An April 11 arrest warrant for Hill County Jail Captain Sherry "Diann" Hammer, 68, was issued after a Texas Rangers investigation, stemming from charges of tampering with government records, a class A misdemeanor.
Hammer called a detention officer into her office March 15, handed her a stack of documents, then ordered her to shred them.
As the detention officer followed orders and shredded the documents, she observed the documents were actually request forms filled out by an inmate, the complaint says.
"Not believing this was legal, the detention officer removed a piece of paper from the printer and placed it in the shredder to make Captain Hammer think the documents had actually been shredded."

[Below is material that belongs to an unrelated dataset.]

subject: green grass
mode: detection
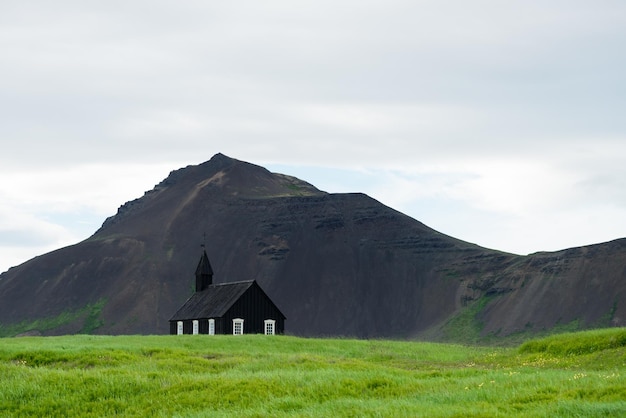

The detention officer submitted to the Texas Rangers nine inmate request forms that were not shredded, according to KWTX.
In an interview on March 17, the detention officer told the investigation Ranger that Hammer told her "these are just crazy men talking and the Texas Jail Standards Commission would not like them," the complaint says.
On March 18, the Ranger interviewed Hammer and told him she was only shredding the copies of documents because she was "getting ready to resign and retire again."
Hammer denied shredding on March 15, or asking anyone else to shred original documents, the complaint says.
She also denied making any statements about the jails standards commission.
But while reviewing jail video from that same day, the detective saw the detention officer walking from Hammer's office carrying papers in his hand.
The detention officer is seen in the video shredding blank paper from the printer and then taking the other documents in her bag, according to the complaint.
"In summary, Captain Hammer removed original government documents (inmate request forms) from her office and instead of placing the forms in the inmate's file, she directed a subordinate to destroy the documents by shredding them," the investigator wrote in the complaint.
"Additionally, there were no copies of the documents retained anywhere else."
Hammer's attorney refutes the claims.
"There were no original documents, only copies," Randall Moore explained.
"Tampering with a government record is the most misused criminal offense by district attorneys when it comes to Texas Police officers."
Moore claims there's a lot more to the case and confirmed the detention officer in the complaint is related to Hammer.
"There's a lot of things that are going to come out of this case that will reveal that my client didn't do anything wrong, a lot of politics and other things that are going on behind the scenes," Moore said.
"I think there are a lot of problems with that administration and they should be focusing on those, not on something that didn't happen."
Hammer was placed on administrative leave during the Ranger's investigation.